XDBL — XML grammar, native SQL output

A unified, database-independent XML grammar for DDL, DML, DCL and SPL. The same XDBL source recompiles cleanly against any supported engine — date arithmetic, string functions, sequence handling and isolation levels translate to each engine's native dialect. Schemas, stored procedures, triggers and queries are expressed once and ported by recompilation, not by hand.

XSD-described — and AI-targetable

The XDBL grammar is described by an XSD schema. An AI agent that knows the XSD can generate XDBL that compiles to perfect SQL on any supported engine — without knowing the engine. Date arithmetic, string functions and dialect-specific quirks are not the agent's concern; the compiler resolves them. The agent works at one level above SQL; the platform handles the engine. This is the foundation of the platform's AI-governance story — see the AI & MCP page for the security implications.

Schema compiler — two pipelines

MODEL processes table objects (tables, indexes, constraints, full-text indexes, seed data). CODE processes SPL objects in dependency order (CUDR → XUDF → XUDP → PROC → TRIG). LIKE-column resolution with circular-dependency detection. The compiler imports existing schemas and modernises them in place.

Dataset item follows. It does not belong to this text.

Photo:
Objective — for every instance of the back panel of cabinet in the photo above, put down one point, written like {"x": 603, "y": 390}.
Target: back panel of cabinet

Multi-database, one application — and one AI surface

The application defines its model once. The platform recompiles it against the customer's chosen engine. Switching engines is a recompile-and-migrate operation, not a rewrite. Vendor lock-in at the data tier is engineered away by construction. When an AI agent emits XDBL instead of raw SQL, it inherits this database freedom automatically — the agent does not learn Postgres date syntax, Oracle string functions or ClickHouse MergeTree semantics ; the compiler resolves those at the same step the security model is injected. This is why governed AI scales across every supported engine without a per-engine prompt-engineering effort.

Transaction and integrity model

A consistent transaction model across the supported engines. Read-only and read-write transactions, savepoints, optimistic-concurrency hints and engine-specific isolation levels — surfaced uniformly so application code does not have to special-case per engine.

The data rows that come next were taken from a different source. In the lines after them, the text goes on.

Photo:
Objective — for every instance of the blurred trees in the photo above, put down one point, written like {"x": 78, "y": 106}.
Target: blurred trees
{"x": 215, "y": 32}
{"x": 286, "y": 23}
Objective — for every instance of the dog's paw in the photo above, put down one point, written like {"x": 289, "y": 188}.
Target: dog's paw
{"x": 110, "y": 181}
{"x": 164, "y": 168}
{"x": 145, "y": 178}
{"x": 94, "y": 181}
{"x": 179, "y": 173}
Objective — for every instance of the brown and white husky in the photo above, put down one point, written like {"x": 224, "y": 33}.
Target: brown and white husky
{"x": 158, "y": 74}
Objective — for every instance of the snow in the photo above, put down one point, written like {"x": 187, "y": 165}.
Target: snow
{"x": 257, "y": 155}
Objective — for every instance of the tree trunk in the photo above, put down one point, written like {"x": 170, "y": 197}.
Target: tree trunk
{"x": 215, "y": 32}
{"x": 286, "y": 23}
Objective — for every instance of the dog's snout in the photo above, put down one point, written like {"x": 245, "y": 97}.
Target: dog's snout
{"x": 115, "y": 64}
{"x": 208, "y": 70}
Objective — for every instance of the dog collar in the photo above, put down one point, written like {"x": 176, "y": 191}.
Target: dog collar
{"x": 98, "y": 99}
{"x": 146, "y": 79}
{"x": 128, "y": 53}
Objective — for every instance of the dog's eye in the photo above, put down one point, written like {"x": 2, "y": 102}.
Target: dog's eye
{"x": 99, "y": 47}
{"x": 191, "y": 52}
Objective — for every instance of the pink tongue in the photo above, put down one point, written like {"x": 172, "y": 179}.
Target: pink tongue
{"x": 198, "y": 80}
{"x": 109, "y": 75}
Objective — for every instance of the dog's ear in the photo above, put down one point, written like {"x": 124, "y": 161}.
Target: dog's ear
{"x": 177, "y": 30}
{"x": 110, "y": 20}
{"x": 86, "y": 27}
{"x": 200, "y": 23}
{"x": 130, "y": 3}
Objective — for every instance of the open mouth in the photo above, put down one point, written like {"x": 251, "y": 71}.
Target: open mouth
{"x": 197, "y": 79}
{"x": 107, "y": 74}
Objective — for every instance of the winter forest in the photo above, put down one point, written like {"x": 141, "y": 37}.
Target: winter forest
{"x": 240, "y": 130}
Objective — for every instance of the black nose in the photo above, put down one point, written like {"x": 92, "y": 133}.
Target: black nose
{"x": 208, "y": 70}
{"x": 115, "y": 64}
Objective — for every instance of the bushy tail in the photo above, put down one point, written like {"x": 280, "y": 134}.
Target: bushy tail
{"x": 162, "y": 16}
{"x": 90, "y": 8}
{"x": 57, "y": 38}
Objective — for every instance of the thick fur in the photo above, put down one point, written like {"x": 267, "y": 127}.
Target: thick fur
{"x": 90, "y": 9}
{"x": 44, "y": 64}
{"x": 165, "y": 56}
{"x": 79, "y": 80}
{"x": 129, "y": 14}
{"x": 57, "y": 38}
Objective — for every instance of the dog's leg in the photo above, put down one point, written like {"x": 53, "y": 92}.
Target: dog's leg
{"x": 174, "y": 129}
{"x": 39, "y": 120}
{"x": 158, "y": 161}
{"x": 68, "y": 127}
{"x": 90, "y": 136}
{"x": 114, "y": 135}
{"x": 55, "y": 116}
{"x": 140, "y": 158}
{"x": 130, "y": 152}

Data dictionary as the contract

The dictionary captures the data model — tables, columns, types, constraints, indexes — and the schema compiler emits the engine-specific DDL. Schema changes are dictionary changes, recompiled and applied; the contract between application and data tier is the dictionary, not the raw engine.

Why this matters for modernisation

Most legacy modernisations are forced into a database-engine choice at project start, before anyone knows whether the workload will be OLTP-heavy, analytical or mixed. The choice is irreversible; the project rebuilds the application around it; if the workload turns out to demand a different engine, the choice is paid for in performance for the rest of the system's life.

Airtool removes the irreversible choice. The application is portable across engines; the engine is changeable on the same platform; the modernisation programme keeps optionality where it matters most.